Below are key excerpts of Philip Bump’s new story, with the full version available online here:
When Commerce Secretary Wilbur Ross instructed the Census Bureau earlier this year to include a question on the decennial census about the citizenship of residents, he offered a specific rationale. Having data on citizenship, he wrote, would allow the government to better enforce the Voting Rights Act, Civil-Rights-era legislation meant to protect voting from discriminatory policies.
This rationale was quickly treated with skepticism … So what was the rationale? Newly released emails from the Commerce Department offer an unsurprising answer.…The emails were released in response to questions Ross faced about why he’d demanded the new question in the first place. He was asked in March whether he’d spoken with anyone at the White House about the question, a pointed effort to figure out whether this was part of the Trump administration’s broad effort to crack down on immigrants in the country illegally. Ross said he hadn’t spoken with anyone at the White House — but the new emails show that, in fact, he had. Specifically, he spoke with Stephen K. Bannon, the former adviser to the president who was one of the more outspoken anti-immigration members of the president’s early team.
Ross had also spoken with Kansas Secretary of State Kris Kobach, as shown in an email Kobach sent to the secretary. Kobach has long crusaded against the essentially nonexistent scourge of rampant voter fraud and served as the vice chairman of Trump’s voter fraud commission.We’ve highlighted a critical part of the email (which then goes on to offer draft language for a question). Not asking people whether they are citizens during the census “leads to the problem that aliens who do not actually ‘reside’ in the United States are still counted for congressional apportionment purposes.”
…Undercounts are already a problem for the Census Bureau. In 2010, there was a concerted effort to reach out to Hispanics in particular to ensure that they were counted. Adding the citizenship question would only make that job harder.
What Kobach is saying, though, is that the problem is the opposite: Immigrants in the country illegally are being counted in the census but shouldn’t be — giving places with more undocumented immigrants larger populations that then boost the number of congressional seats they’re allotted.
He’s saying, in effect, that not including the citizenship question gives states where they live more political power than those states should have. Where do those immigrants live? Mostly in large cities, according to Pew Research Center … Which means, in effect: mostly in places that tend to vote Democratic.
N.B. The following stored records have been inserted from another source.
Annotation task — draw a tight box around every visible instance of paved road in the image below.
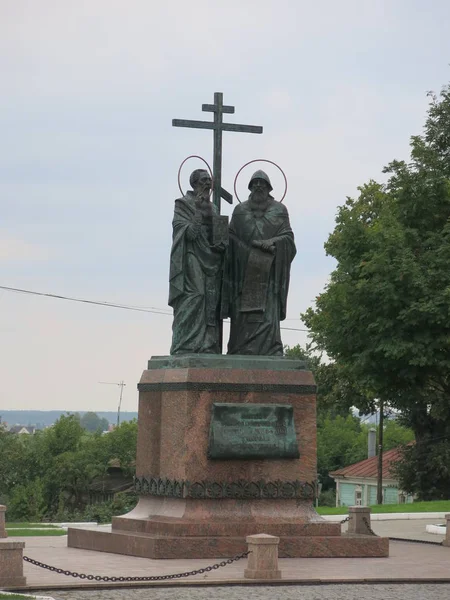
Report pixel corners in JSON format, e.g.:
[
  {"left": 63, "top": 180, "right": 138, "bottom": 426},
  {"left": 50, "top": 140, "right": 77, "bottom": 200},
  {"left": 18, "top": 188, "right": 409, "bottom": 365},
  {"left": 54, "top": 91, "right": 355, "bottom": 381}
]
[{"left": 39, "top": 584, "right": 450, "bottom": 600}]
…If the estimated population in major metro areas is removed from each state’s population — which assumes that all undocumented immigrants are currently counted in the census, which is not true — the resulting change in the apportionment of House seats would mean, for example, that California loses two House seats. Texas would lose one, but the net swing would add two to red states and take two from blue states.…It’s not clear if Kobach made the argument about House seats because that’s his primary concern or because he saw it as a compelling argument to make to the White House. Kobach has made uprooting immigrants who voted illegally a centerpiece of his efforts as secretary of state in Kansas. After more than two years of being empowered to prosecute fraud, he’s charged two noncitizens with having voted.
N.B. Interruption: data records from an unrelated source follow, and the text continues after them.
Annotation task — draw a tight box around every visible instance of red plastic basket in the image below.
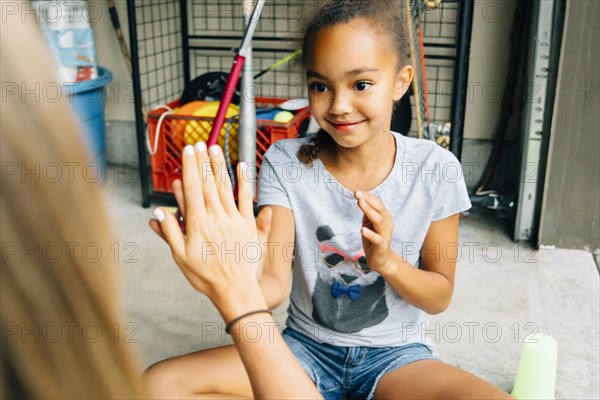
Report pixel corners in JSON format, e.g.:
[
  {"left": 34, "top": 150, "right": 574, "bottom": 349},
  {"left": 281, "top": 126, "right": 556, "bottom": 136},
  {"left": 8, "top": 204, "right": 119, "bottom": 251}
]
[{"left": 148, "top": 97, "right": 310, "bottom": 193}]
What the Kobach email reveals, though, is that the political effects of asking the question on immigration were part of the calculus on deciding whether to include it.
According to Frank Sharry, Executive Director of America’s Voice:
If Kris Kobach is in the mix, you know you’re going to find a witches’ brew of nativism, scare tactics and voter suppression. The Census scheme and Ross’s lies are part of a larger pattern and strategy designed to intimidate immigrants, weaken the power of people of color, and ultimately shift power to Republicans. The goal is to reverse the diversification of America and rig the process so an undemocratic minority of conservatives and Republicans obtain and maintain power.
We are no longer surprised by such brazen attempts to undermine our democracy where every resident, regardless of birthplace or background, counts, but that doesn’t mean we should accept it or normalize it. The Constitutional requirement is for the Census to count the entire population of those living in our nation. We should reject this obvious attempt to rig the Census in order to rig the political map.